SNC CARTIER SYNDICATURE

C/

[B] [N]

SARL LA SOCIETE IMMOBILIERE

Grosse délivrée

le :

à :

ERMENEUX

BOULAN CHERFILS

Décision déférée à la Cour :

Ordonnance de référé rendue par Monsieur le Président du Tribunal de Commerce de Marseille en date du 23 Octobre 2012 enregistré au répertoire général sous le n° 2012R594.

APPELANTE

SNC CARTIER SYNDICATURE immatriculée au RCS de MARSEILLE sous le N° 430 100 917,

dont le siège social est sis [Adresse 4]

représentée par Me Agnes ERMENEUX-CHAMPLY, avocat postulant au barreau d'AIX-EN-PROVENCE,

plaidant par Me Stéphanie CLEMENT, avocat au barreau de MARSEILLE

INTIMES

Monsieur [B] [N],

demeurant [Adresse 5]

représenté par Me Romain CHERFILS de la SELARL BOULAN / CHERFILS / IMPERATORE, avocat postulant au barreau d'AIX-EN-PROVENCE,

plaidant par Me François GISBERT, avocat au barreau de MARSEILLE

SARL LA SOCIETE IMMOBILIERE immatriculée au RCS de MARSEILLE sous le N° B 480 704 394,

dont le siège social est sis [Adresse 5]

représentée par Me Romain CHERFILS de la SELARL BOULAN / CHERFILS / IMPERATORE, avocat postulant au barreau d'AIX-EN-PROVENCE,

plaidant par Me François GISBERT, avocat au barreau de MARSEILLE

*-*-*-*-*

COMPOSITION DE LA COUR

L'affaire a été débattue le 31 Octobre 2013 en audience publique. Conformément à l'article 785 du Code de Procédure Civile, Monsieur FOHLEN, conseiller a fait un rapport oral de l'affaire à l'audience avant les plaidoiries.

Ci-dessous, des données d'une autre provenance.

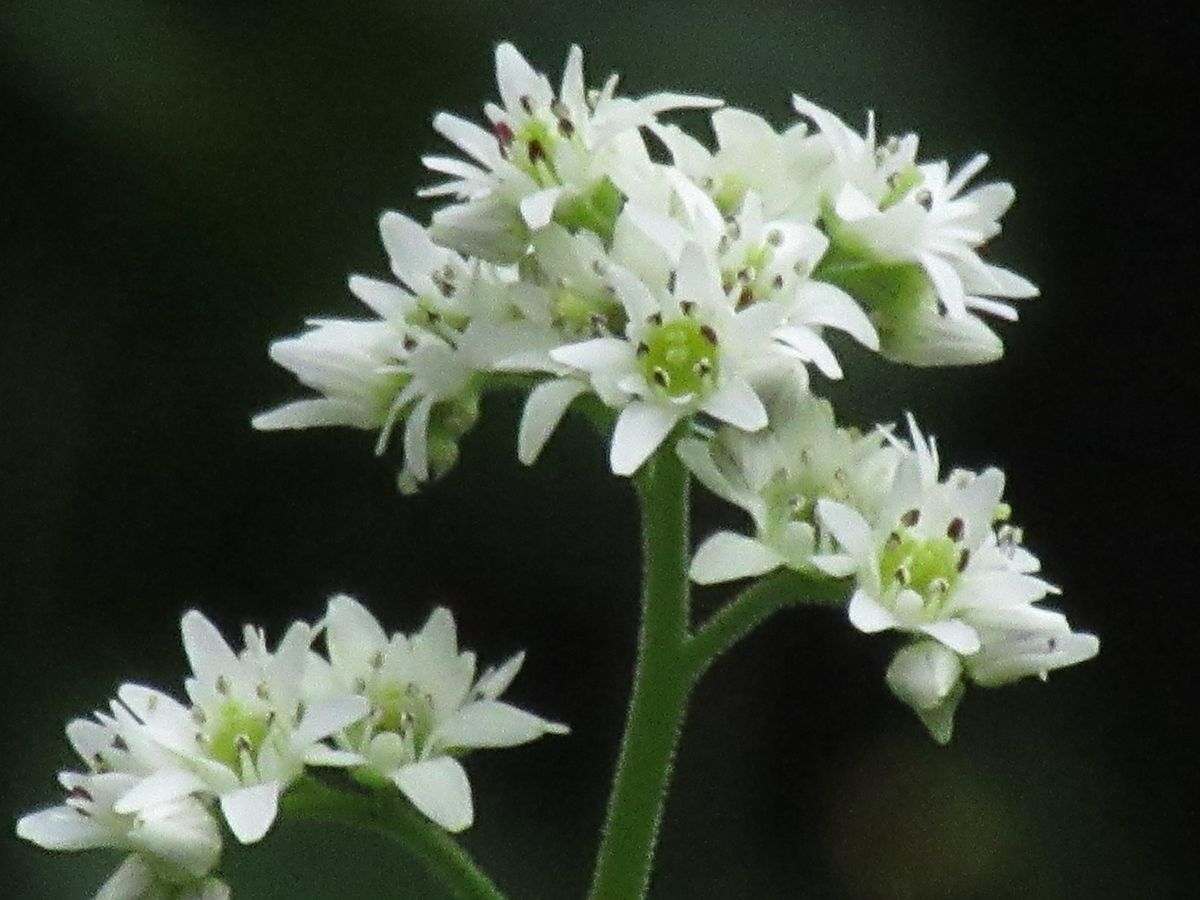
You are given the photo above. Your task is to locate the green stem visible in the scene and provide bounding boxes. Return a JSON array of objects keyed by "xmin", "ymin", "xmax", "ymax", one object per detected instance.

La Cour était composée de :

Madame Christine AUBRY-CAMOIN, Président

Monsieur Baudouin FOHLEN, Conseiller

Monsieur Jean-Pierre PRIEUR, Conseiller

qui en ont délibéré.

Greffier lors des débats : Madame Viviane BALLESTER.

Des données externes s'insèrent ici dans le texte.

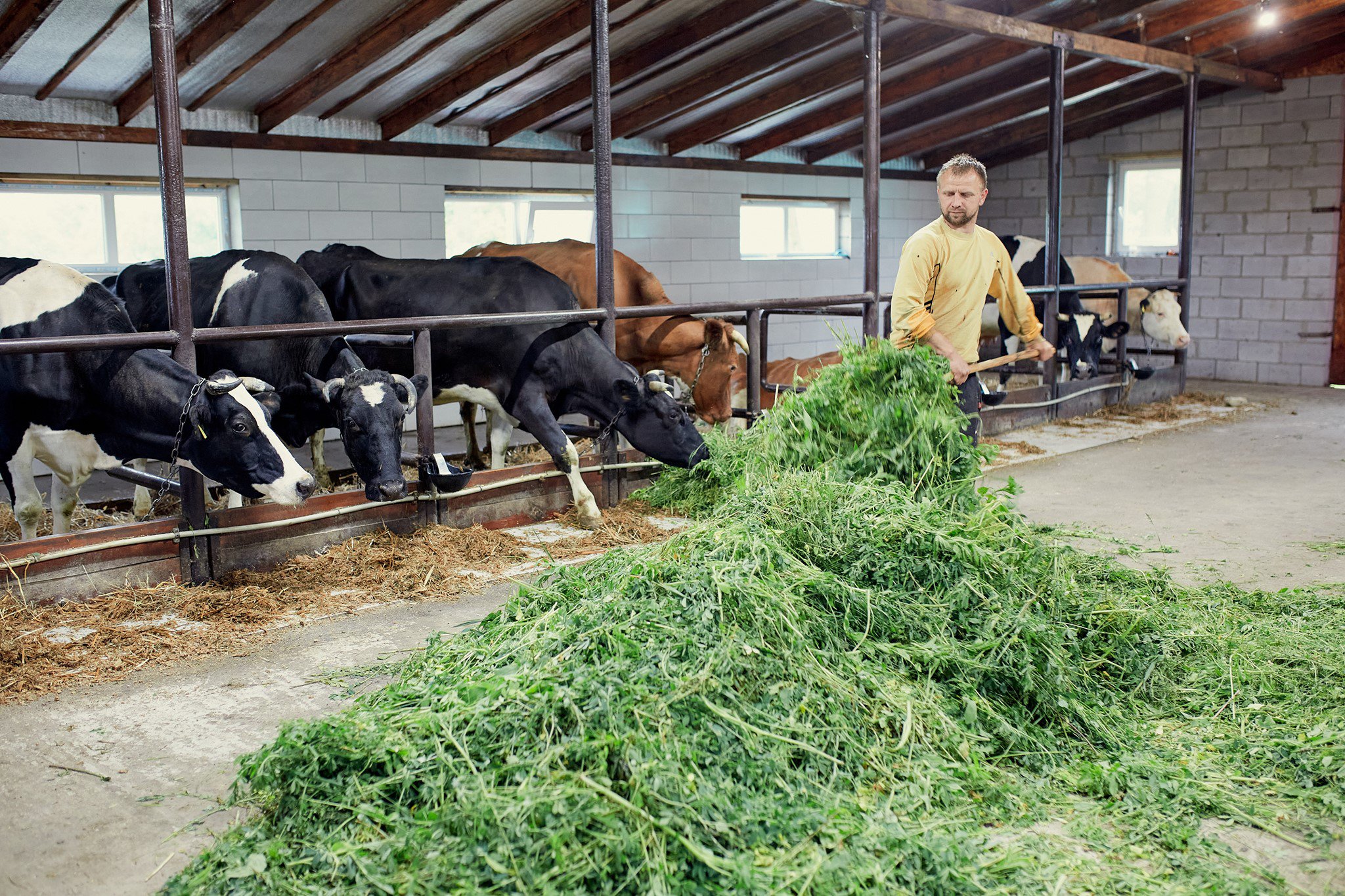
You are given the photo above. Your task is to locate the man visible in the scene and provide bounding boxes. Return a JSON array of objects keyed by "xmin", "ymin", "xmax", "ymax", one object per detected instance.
[{"xmin": 892, "ymin": 154, "xmax": 1056, "ymax": 443}]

Les parties ont été avisées que le prononcé public de la décision aurait lieu par mise à disposition au greffe le 05 Décembre 2013

ARRÊT

Contradictoire,

Prononcé par mise à disposition au greffe le 05 Décembre 2013,

Signé par Madame Christine AUBRY-CAMOIN, Président et Madame Viviane BALLESTER, greffier auquel la minute de la décision a été remise par le magistrat signataire.

***

F A I T S - P R O C E D U R E - D E M A N D E S :

Monsieur [B] [N] est salarié de la S.N.C. CARTIER SYNDICATURE depuis le 15 septembre 2003; son contrat de travail a été modifié par un avenant daté du 14 janvier 2011 qui stipule notamment :

- article 1 : ses fonctions sont de ;

- article 6 : 'Clause de non sollicitation : (...) :

. '(...) en cas de rupture du présent contrat (...) Monsieur [B] [N] s'interdira de détourner ou tenter de détourner tout ou partie de [la] clientèle [de la société CARTIER]. (...)

. 'Le fait d'intervenir directement ou par personne interposée moins de 24 mois après son départ effectif, pour un client quelconque [de la société CARTIER] sans en avoir obtenu d'autorisation écrite, constituerait de la part de Monsieur [B] [N] un abus et un manquement à la loyauté. (...)

. 'Pendant la durée d'application de la présente clause, Monsieur [B] [N] percevra en contrepartie de cette obligation de non sollicitation de clientèle une indemnité mensuelle (...) égale à 1/5 du salaire brut mensuel contractuel (...)'.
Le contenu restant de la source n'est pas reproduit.